Leco 02/09/2022
O livro é um trabalho jornalístico fantástico em que a autora conta histórias de diversas pessoas que passaram pelo momento de abertura político-econômica da URSS. Essas histórias formam um mural que abrange grande parte da história soviética do século XX. Alguém que teve um pai que lutou na Segunda Guerra, outro que foi mandado para os campos de trabalhos forçados, ou cresceu em um orfanato, passou pela desestruturação e fim do Estado na Perestroika, conflitos surgidos entre os muitos e diversos novos Estados que surgiram, as alegrias, tristezas, tragédias, fome, ódio, esperança, amor, etc.
No início do livro há uma linha de tempo apresentando os principais fatos históricos do período, mas quem não conhece a história russa pode se sentir perdido muitas vezes.
Logo de cara, o livro já me lembrou muito o 1984 de George Orwell. Toda essa coisa de controle, repressão e o constante estado de alerta procurando os inimigos internos da pátria fazem lembrar a clássica distopia de Orwell.

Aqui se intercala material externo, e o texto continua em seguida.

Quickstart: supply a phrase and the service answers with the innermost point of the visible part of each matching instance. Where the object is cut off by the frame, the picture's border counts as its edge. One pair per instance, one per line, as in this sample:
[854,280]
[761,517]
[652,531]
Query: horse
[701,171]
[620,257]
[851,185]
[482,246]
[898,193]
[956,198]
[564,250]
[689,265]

Não foi uma leitura fácil. Por um lado há uma confusão de tentar entender os momentos em que as pessoas relatam suas vidas, sem conhecer aqueles momentos históricos ou personagens. Mas a dificuldade principal foi a densidade dessas histórias. Histórias essas de pessoas que viveram em um Estado em constante estado de guerra, repressivo, ditatorial, que perseguia e condenava qualquer um a diferentes tipos de punição sem julgamento, com tortura, trabalhos forçados, separação dos filhos e muitos outros horrores. Pessoas eram denunciadas por algum motivo qualquer como inimigas da pátria. Podia ser o vizinho, o colega de trabalho ou o filho. Trabalhos forçados em regiões remotas como construir uma estrada férrea na Sibéria. Relatos de pessoas que viveram em situações em que estavam sempre à procura de comida, como uma mulher que quando menina viveu em um orfanato onde apanhava todos os dias e estava sempre olhando para o chão à procura de graminhas, raízes ou farelos para comer. Por outro lado há relatos de pessoas que sentiam orgulho da pátria que venceu a guerra, orgulho do ideal comunista em que todos davam o seu melhor pela sociedade.
Mas o foco do livro, como o título sugere, é o momento de ruptura, a abertura ao capitalismo. A esperança de muitas pessoas com o fim do Estado repressor, de dias melhores, de oportunidades de mudanças, surgimento de novos produtos contrastava com a apreensão do sentimento do fim da grande pátria provedora, a mercê de oportunistas com seus organismos sendo apropriado por oligarcas e onde tudo começava a girar em torno de quem tinha dinheiro. Havia ainda o desgosto de ver ruir a grande pátria construtora de tanques de guerra, navios, aviões e foguetes rendendo-se a produtos como calças jeans, perfumes, Coca Cola e McDonalds.
Dentro deste cenário são contadas histórias individuais que mostram o ser humano em sua essência, sendo influenciado ou não pelo sistema vigente. O amor, a esperança, a crueldade, o ódio, a ambição, se apresentam de forma pura nesses momentos de instabilidade, na ausência do Estado, de um poder moderador, onde todos buscam sobreviver ou ter sucesso. Conflitos terríveis dentro da sociedade e entre povos que outrora eram parte de uma única nação mas que de uma hora para outra deixaram de ser.
Enfim gostei muito do livro mas me senti muito triste com a apresentação do ser humano sem filtro. Foi um tapa na cara que me lembrou a essência da humanidade quando busca poder e como essas pessoas são valorizadas de acordo com o poder que tem.